In the group of individuals who switched from alglucosidase alfa to avalglucosidase alfa, the following values were reported:

• FVC percent predicted remained stable: LS mean change from week 49 to
  week 97, 0.09±0.88
• 6MWT distance improved: LS mean change from week 49 to week 97,
  5.33±10.81 meters

Potentially treatment-related adverse events (AEs) occurred with similar frequency among those who continued avalglucosidase alfa compared with those who switched to avalglucosidase alfa (56.9% vs 56.8%, respectively). Rates of severe AEs were similar among those who continued avalglucosidase alfa compared with those who switched to avalglucosidase alfa overall (ie, primary analysis plus extension phase combined: 21.6% vs 20.5%, respectively) and during the extension period (17.6% vs 20.5%, respectively).

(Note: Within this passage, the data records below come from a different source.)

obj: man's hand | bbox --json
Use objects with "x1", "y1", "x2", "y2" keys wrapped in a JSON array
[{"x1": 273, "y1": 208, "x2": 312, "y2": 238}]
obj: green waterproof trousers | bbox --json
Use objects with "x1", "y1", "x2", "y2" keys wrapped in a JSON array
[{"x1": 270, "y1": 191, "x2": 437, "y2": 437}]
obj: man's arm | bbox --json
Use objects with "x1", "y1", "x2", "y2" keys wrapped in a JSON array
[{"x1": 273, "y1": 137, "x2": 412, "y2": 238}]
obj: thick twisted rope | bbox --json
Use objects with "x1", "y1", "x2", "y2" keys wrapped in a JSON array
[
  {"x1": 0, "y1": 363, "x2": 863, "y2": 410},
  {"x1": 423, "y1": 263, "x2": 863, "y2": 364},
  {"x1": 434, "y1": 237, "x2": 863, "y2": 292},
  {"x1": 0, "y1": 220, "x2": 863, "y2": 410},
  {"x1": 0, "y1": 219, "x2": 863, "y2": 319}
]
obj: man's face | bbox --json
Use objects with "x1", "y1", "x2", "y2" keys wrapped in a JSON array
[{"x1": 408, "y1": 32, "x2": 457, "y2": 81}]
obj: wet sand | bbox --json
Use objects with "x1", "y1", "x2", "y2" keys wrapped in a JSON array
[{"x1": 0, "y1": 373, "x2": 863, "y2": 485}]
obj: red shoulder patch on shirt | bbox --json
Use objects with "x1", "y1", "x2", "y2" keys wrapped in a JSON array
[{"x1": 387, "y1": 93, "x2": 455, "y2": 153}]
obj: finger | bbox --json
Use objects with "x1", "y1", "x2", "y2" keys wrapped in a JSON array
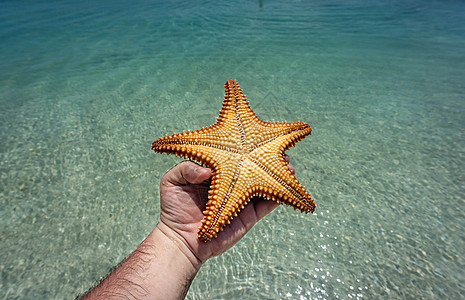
[
  {"x1": 161, "y1": 161, "x2": 211, "y2": 186},
  {"x1": 284, "y1": 154, "x2": 295, "y2": 174}
]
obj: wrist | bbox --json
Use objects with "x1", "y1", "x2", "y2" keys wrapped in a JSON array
[{"x1": 152, "y1": 221, "x2": 204, "y2": 272}]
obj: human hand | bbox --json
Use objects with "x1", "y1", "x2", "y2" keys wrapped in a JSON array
[{"x1": 157, "y1": 155, "x2": 295, "y2": 264}]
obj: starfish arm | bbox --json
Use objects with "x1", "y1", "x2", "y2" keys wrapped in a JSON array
[
  {"x1": 198, "y1": 159, "x2": 247, "y2": 242},
  {"x1": 249, "y1": 130, "x2": 315, "y2": 212},
  {"x1": 152, "y1": 124, "x2": 239, "y2": 160}
]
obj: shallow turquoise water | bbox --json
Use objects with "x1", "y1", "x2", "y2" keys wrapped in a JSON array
[{"x1": 0, "y1": 0, "x2": 465, "y2": 299}]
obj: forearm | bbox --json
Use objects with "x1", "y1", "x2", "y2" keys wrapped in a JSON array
[{"x1": 83, "y1": 223, "x2": 201, "y2": 299}]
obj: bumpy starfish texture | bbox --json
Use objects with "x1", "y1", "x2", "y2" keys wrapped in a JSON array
[{"x1": 152, "y1": 80, "x2": 315, "y2": 242}]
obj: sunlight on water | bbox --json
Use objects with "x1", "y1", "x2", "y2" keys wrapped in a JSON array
[{"x1": 0, "y1": 0, "x2": 465, "y2": 299}]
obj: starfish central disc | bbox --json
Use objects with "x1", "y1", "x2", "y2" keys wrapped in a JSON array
[{"x1": 152, "y1": 80, "x2": 315, "y2": 242}]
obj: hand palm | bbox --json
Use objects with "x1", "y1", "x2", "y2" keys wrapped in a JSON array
[{"x1": 160, "y1": 162, "x2": 294, "y2": 262}]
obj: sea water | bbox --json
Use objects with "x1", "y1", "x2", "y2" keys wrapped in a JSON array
[{"x1": 0, "y1": 0, "x2": 465, "y2": 299}]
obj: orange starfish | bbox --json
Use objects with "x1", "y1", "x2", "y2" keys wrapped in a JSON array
[{"x1": 152, "y1": 80, "x2": 315, "y2": 242}]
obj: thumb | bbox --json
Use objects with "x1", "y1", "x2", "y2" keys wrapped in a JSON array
[{"x1": 160, "y1": 161, "x2": 211, "y2": 187}]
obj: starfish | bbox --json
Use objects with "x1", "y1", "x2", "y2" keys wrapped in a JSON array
[{"x1": 152, "y1": 80, "x2": 315, "y2": 242}]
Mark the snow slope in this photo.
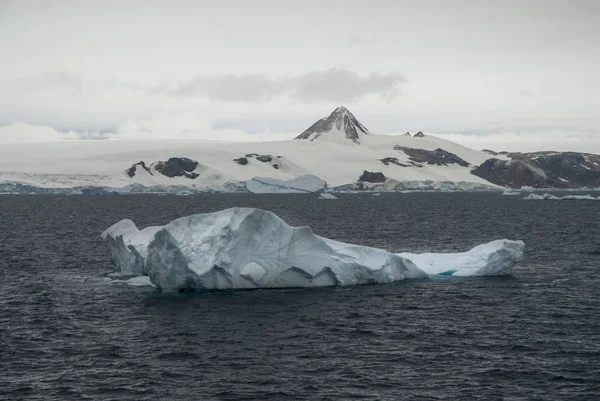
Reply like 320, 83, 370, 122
0, 135, 496, 187
0, 108, 502, 188
102, 208, 524, 292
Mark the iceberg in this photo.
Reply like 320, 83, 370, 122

A key limitation of the present study was that the extension period of COMET had no comparator arm — all of the patients received treatment with avalglucosidase alfa with no direct comparison with long-term alglucosidase alfa.

“Data from the COMET trial support long-term maintenance of positive clinical outcomes for patients receiving avalglucosidase alfa treatment,” the researchers concluded.

Disclosure: Some of the study authors have declared affiliations with biotech, pharmaceutical, and/or device companies. Please see the original reference for a full list of authors’ disclosures.